2° La capacité de connaître est la noblesse de l'intelligence qui reçoit en premier lieu l’être dans un jugement existentiel. D’où la vérité qui est la mesure de toute connaissance, perfection de la vie de l’intelligence. La recherche de la vérité structure la personne au-delà de tous les conditionnements liés au devenir, au temps et au lieu. La vérité réclame l’autonomie, qualifie l'intelligence et perfectionne l'esprit en vue du bien de la personne.

3° La capacité d’aimer, face à l’activité de l’intelligence qui laisse dans une certaine solitude, pour le choix d’une personne comme amie. L’échec de l'amour, c’est chercher son propre épanouissement au lieu de se quitter pour l'autre. Est-ce que j'aime mon ami pour lui ou est-ce que je l'aime parce qu'il m'aime ? C’est la clé de l'amitié.

4° L’homme transformant l’univers, à condition que le travail soit humain, en contact avec la matière que l’homme transforme, avec l’univers qu’il perfectionne, s’il le respecte et contribue à son harmonie.

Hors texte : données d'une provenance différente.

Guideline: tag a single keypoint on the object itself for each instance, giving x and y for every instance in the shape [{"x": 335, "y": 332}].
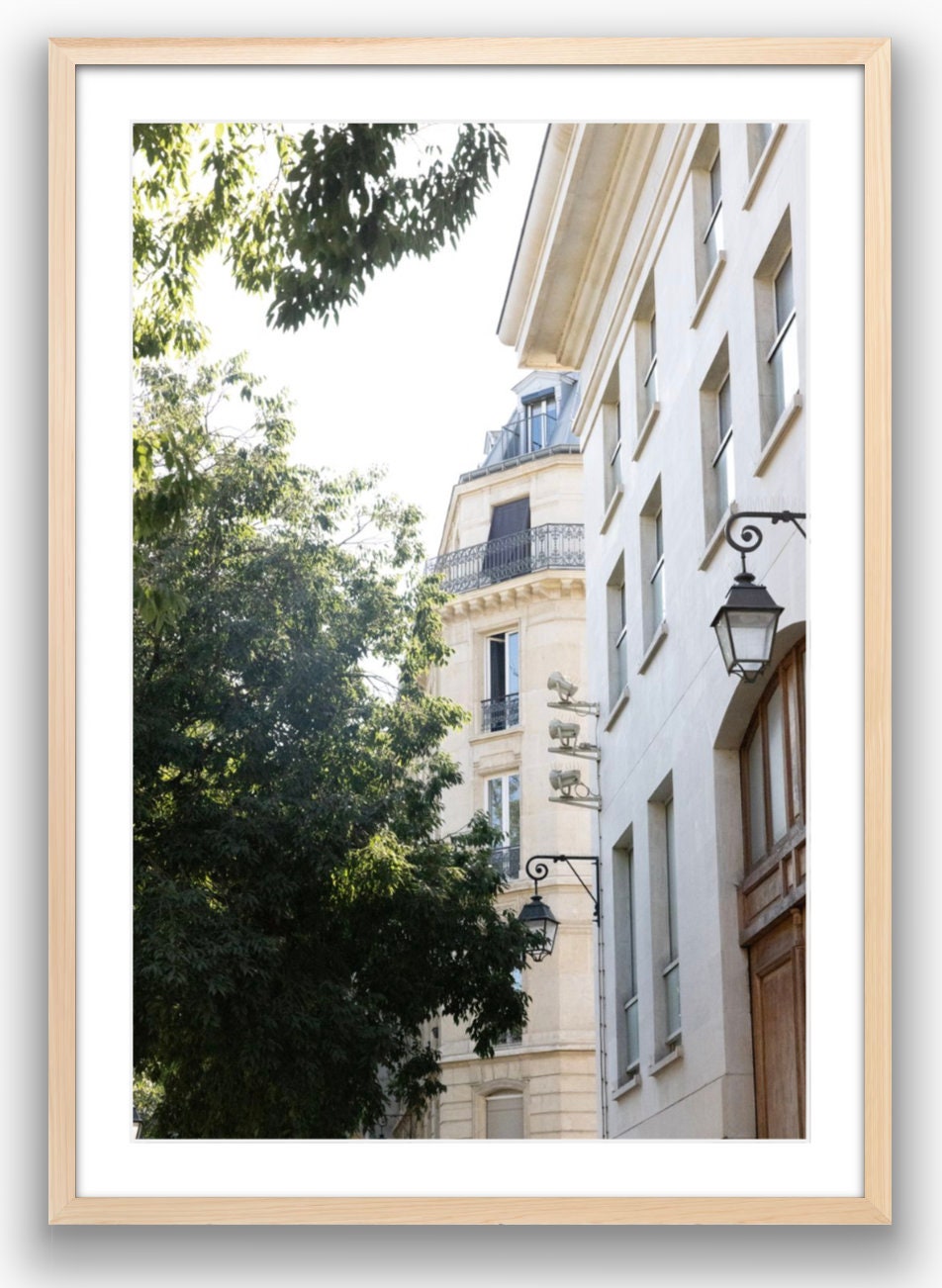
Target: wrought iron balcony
[
  {"x": 500, "y": 712},
  {"x": 552, "y": 545},
  {"x": 507, "y": 860}
]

Le travail actue l'intelligence en rectifiant l'imagination.

5° La prudence, vertu foncière, ordonne le moyen en vue de la fin, pour prendre la bonne décision au bon moment. La prudence implique l’engagement, la responsabilité, une auto-éducation dans la recherche de la vérité et dans l’amour par l’exercice du bien.

6° La place du corps dans la vie de l’homme, corps et âme, et dans l’univers physique auquel il appartient par sa nature, d’où sa beauté, sa complexité, mais aussi sa fragilité. Le corps, outil de l'âme qui l'anime, qualifie l’être dans une union substantielle corps et âme. Le corps est ordonné à l’âme spirituelle. Il est le chef d'œuvre de l’univers physique.

7° L’ouverture à l’infini à partir des deux finalités de l’esprit : la recherche de la vérité par le noûs, fine pointe de l’intelligence séparée de la matière, et le bien, fruit de la volonté dans l’amour spirituel en vue du bonheur ultime de l’homme. L'âme peut s’élever du sensible vers l’intelligible, vers la source de l’être dans une alliance entre l’intelligence et la volonté. L'homme dans sa capacité de contemplation peut découvrir l’Être premier, créateur de la vie et source de l’être. C’est par la cause finale, second et dernier principe au-delà du devenir, que l'intelligence est capable de découvrir un Être premier, Acte pur et pur Amour, Créateur de l’univers.